# thesIt

• #### Arif 12:06:03 pm on February 19, 2010 | 0 | # | Tags: angular velocity, density, equation, interfacial tension, spinning drop, wikipedia

Interfacial tension and centrifugal forces balanced at mechanical equilibrium.

centrifugal-IFT equilibrium

Interfacial tension of any liquid that gives a shape very close to a cylinder at the equilibrium point, can be estimated using Vonnegut’s expression:

$\sigma=\frac{\Delta\rho\omega^2}{4}R^3$

ω : angular velocity; (radians per second, degrees per second, revolutions per second)

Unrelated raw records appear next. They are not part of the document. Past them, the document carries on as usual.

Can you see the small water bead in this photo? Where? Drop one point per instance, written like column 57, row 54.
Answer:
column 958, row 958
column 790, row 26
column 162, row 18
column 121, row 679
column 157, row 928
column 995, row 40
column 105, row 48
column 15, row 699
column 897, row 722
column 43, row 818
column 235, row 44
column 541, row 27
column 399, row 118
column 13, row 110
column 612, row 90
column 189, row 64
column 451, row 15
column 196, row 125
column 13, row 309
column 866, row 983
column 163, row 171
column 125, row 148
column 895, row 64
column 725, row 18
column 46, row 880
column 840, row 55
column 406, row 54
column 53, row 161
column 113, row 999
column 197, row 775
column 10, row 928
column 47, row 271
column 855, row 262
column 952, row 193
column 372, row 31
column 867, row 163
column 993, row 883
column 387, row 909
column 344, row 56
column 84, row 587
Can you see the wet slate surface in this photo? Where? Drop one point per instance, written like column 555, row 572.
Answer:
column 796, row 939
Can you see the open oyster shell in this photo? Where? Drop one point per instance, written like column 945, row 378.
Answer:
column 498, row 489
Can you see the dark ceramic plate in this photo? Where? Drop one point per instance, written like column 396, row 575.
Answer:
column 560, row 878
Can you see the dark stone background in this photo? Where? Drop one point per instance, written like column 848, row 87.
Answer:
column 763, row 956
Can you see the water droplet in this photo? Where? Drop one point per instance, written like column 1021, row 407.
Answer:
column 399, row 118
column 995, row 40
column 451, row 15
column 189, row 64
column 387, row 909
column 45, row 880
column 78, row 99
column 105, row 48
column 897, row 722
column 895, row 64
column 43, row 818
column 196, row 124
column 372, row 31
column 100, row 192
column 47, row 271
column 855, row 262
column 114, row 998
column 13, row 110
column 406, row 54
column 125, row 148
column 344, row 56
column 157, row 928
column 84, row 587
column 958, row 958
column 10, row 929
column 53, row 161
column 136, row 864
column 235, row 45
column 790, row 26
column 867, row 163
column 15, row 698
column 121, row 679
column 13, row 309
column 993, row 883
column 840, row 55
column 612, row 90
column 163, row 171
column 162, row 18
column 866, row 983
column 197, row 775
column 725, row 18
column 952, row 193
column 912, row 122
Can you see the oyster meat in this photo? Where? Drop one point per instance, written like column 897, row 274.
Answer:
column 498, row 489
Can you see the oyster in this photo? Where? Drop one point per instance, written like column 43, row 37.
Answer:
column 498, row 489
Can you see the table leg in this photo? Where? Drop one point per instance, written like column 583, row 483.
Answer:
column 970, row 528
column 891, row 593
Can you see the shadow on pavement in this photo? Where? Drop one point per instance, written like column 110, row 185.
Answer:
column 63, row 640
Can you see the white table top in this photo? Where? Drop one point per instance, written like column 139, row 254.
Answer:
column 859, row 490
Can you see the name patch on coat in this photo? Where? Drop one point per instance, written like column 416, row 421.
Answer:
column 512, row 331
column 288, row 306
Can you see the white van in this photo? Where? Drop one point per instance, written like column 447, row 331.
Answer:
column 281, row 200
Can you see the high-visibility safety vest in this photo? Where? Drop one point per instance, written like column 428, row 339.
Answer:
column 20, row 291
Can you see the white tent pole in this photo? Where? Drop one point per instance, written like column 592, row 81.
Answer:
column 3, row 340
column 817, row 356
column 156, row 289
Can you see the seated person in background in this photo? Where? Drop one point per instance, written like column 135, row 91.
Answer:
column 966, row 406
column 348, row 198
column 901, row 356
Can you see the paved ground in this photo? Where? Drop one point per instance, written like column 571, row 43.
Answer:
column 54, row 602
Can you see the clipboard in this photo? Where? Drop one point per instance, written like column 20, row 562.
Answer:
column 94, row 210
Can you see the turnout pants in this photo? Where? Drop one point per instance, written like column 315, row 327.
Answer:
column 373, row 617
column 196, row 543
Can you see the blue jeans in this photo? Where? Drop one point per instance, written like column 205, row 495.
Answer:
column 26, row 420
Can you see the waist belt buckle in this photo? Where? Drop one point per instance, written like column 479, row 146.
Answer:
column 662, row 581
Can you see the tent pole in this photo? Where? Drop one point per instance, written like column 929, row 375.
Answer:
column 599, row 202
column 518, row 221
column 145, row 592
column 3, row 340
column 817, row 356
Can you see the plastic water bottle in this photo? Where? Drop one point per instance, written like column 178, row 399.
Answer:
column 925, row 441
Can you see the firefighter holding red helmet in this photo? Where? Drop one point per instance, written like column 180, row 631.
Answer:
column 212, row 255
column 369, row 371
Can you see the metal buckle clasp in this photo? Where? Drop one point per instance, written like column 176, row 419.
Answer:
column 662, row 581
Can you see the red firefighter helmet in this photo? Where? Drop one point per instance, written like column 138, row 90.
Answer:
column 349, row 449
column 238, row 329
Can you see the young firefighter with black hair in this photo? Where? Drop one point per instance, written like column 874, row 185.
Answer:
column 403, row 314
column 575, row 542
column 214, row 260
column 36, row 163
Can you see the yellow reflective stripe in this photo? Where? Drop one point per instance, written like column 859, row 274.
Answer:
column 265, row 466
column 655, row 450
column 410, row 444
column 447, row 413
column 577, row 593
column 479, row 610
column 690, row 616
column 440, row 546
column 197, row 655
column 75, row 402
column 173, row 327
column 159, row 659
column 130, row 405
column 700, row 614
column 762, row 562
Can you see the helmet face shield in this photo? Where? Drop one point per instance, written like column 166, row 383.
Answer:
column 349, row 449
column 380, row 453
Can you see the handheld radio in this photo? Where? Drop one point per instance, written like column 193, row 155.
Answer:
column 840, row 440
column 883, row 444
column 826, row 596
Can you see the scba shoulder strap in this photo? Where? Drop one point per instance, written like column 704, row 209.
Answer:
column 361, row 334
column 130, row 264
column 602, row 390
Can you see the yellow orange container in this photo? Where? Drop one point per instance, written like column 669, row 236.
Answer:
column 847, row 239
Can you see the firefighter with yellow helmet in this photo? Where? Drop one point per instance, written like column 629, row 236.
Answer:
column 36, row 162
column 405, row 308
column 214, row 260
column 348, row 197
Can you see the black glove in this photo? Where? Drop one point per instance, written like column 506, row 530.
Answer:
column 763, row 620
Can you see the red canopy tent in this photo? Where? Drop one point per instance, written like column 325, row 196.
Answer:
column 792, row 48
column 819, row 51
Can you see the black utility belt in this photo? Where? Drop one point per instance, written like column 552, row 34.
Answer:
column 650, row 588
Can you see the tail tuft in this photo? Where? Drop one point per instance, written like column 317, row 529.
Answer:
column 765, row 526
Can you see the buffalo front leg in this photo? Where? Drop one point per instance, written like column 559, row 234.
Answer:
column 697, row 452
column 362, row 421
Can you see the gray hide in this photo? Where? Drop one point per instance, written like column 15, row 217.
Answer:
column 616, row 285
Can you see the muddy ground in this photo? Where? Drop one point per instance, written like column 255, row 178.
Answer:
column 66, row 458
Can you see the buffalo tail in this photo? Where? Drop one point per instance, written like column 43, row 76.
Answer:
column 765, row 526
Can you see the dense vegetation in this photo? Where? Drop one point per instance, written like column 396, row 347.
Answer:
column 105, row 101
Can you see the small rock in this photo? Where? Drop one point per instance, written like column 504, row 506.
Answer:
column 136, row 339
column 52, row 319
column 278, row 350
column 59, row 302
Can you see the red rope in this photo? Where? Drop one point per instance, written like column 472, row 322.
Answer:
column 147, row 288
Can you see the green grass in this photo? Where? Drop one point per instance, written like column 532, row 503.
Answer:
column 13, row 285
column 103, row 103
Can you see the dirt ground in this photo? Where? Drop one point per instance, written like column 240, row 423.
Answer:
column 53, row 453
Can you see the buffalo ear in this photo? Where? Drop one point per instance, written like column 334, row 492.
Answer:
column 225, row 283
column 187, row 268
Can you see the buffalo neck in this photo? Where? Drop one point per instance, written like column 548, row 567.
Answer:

Δρ : difference between two fluid: the less-dense and the dense

• #### Arif 06:19:05 pm on January 1, 2010 | 0 | # | Tags: density, equation, Escobedo 1998, interfacial tension, Kumar 2005, parachor, prediction, pure compound, reference, statistical

Escobedo and Mansoori (AIChE J. 42(5): 1425, 1996) Found original paper: check Escobedo 1996

The proposed 1996 paper relates the surface tension of mixtures to bulk-phase concentrations and properties (i.e. densities). Surface tension of pure organic fluids σ:

$\sigma=[P(\rho_l-\rho_v)^4]$

The two ρ are densities: liquid and vapour.

They introduced parachor (P), a new expression, derived from statistical mechanics (from Macleod equation) which represents the experimental surface tension of 94 different organic compounds within 1.05 AAD% (average absolute deviations).

(Kumar 2005) It expresses the surface tension of a liquid in equilibrium with its own vapour. Historical reference for parachor cited here: Macleod, Sugden, Quayle, Escobedo.

• #### Arif 04:57:56 pm on January 1, 2010 | 0 | # | Tags: basic, equation, interfacial tension, Myers 2006, Pashley 2004

Young Laplace equation:

$\Delta\rho=\sigma(\frac{1}{r1}+\frac{1}{r2})$

other uses γ instead of σ for surface/interfacial tension (i.e. Pashley 2004). Common unit is dyne/cm (1 dyne = 1 micro Newton (μN) ).